La presse israélienne affirme que vous êtes en contact avec le ministre de la défense du pays, l’ultranationaliste Avigdor Lieberman. Vrai ou faux ?
Faux, bien sûr. Quand j’étais au pouvoir, je n’avais pas de ligne rouge, je rencontrais qui je voulais. Mais quand je n’ai pas de responsabilité, je ne vois pas de responsables israéliens, ni même américains. Les Etats-Unis ne me donnent d’ailleurs plus de visa depuis 2004. Ils me détestent, car j’ai critiqué leur intervention en Irak.
Etes-vous candidat à la succession de Mahmoud Abbas ?
Je ne veux pas de ce poste. Je soutiendrai toute personne capable d’assumer cette fonction et de répondre aux besoins des Palestiniens. Comme par exemple Marouane Barghouti [ancien héraut de la seconde Intifada, emprisonné à vie en Israël]. Mais je ne commettrai pas la bêtise d’élire un second Abou Mazen. Je veux une direction collégiale, qui, au lieu de brandir des slogans, offre des solutions.
En juin 2017, cela fera cinquante ans que les territoires palestiniens sont occupés. Ne serait-ce pas l’occasion de revoir la stratégie palestinienne ?
Nous avons le droit de combattre l’occupation, mais nous avons aussi le devoir de nous accorder sur la forme de cette résistance. Avec des fusils ou des moyens pacifiques ? Il ne faut pas que la communauté internationale nous voie comme des criminels. L’exercice du droit à la résistance doit se faire à un coût minimum et avec une efficacité maximale.
La société israélienne s’oriente de plus en plus à droite. La paix reste-t-elle possible ? Les Israéliens sont des sentimentaux, comme les Arabes.

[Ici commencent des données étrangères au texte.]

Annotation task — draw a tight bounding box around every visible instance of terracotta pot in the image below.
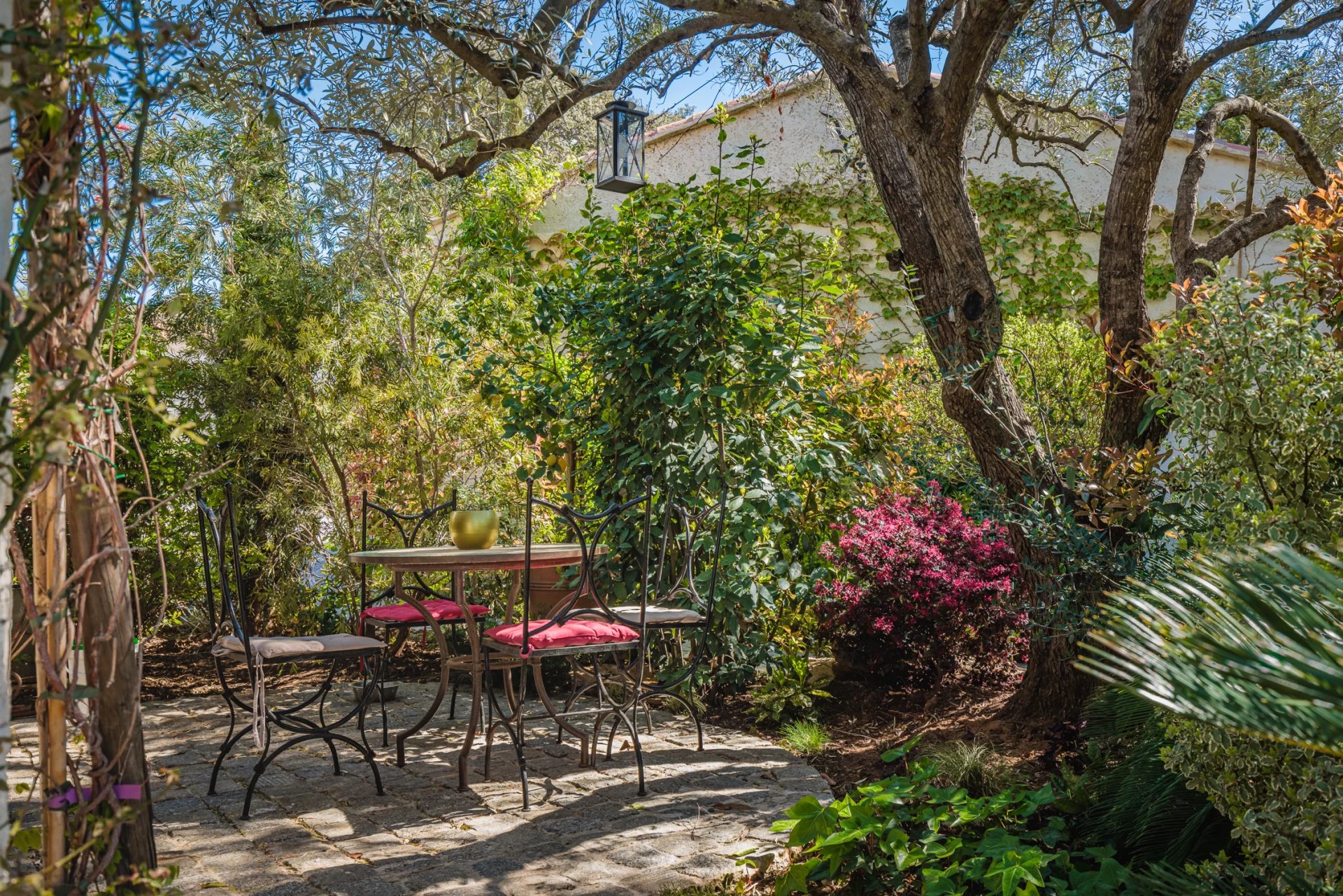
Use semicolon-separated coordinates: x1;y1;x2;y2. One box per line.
528;567;596;619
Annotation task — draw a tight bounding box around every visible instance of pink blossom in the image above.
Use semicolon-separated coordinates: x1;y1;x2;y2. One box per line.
816;491;1025;684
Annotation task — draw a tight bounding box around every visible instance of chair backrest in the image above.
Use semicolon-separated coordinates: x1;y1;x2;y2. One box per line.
523;478;653;653
648;489;728;619
196;482;253;655
359;489;457;613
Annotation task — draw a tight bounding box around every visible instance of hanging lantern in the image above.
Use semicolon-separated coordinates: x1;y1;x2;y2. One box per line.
596;99;648;194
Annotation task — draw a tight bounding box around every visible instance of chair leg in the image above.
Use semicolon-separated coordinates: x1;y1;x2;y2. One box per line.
206;706;248;797
243;718;273;818
483;651;532;811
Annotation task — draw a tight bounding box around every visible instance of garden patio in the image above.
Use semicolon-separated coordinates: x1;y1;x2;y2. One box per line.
0;0;1343;896
9;684;830;896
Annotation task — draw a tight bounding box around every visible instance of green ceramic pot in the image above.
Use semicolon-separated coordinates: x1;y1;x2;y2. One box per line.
447;511;499;550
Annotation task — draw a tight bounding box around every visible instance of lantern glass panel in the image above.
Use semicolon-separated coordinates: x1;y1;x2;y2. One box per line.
596;104;645;194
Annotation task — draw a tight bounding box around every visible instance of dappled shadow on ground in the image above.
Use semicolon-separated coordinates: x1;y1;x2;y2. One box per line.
15;684;829;896
709;676;1047;795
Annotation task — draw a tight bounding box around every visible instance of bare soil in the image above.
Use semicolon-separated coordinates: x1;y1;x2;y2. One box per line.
709;677;1074;795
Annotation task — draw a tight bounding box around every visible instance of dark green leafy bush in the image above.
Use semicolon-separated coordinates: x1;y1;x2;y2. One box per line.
1166;720;1343;888
774;743;1128;896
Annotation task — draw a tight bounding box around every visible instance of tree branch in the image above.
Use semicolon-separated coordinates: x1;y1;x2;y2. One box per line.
1171;97;1327;282
937;0;1032;141
257;12;525;99
983;85;1118;152
1184;0;1343;90
321;15;732;180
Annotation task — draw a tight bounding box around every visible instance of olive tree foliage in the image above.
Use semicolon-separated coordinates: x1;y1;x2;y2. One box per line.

De mon point de vue, ils veulent la paix. Ceux qui soutiennent Nétanyahou aujourd’hui sont les mêmes qui ont soutenu Yitzhak Rabin [premier ministre de 1992 à son assassinat en 1995] lors du processus de paix, ou Ehoud Barak [premier ministre de 1999 à 2001] lors du retrait du Liban [en 2000]. L’important, c’est ce que veulent les dirigeants israéliens. Nétanyahou est aujourd’hui semblable à n’importe quel despote arabe, avec quelques touches de démocratie en plus. Il contrôle 100 % de la vie politique israélienne. Malheureusement, au sein du Likoud [droite nationaliste] comme du Parti travailliste, je ne vois personne capable de lui succéder et d’imposer les décisions nécessaires à la paix.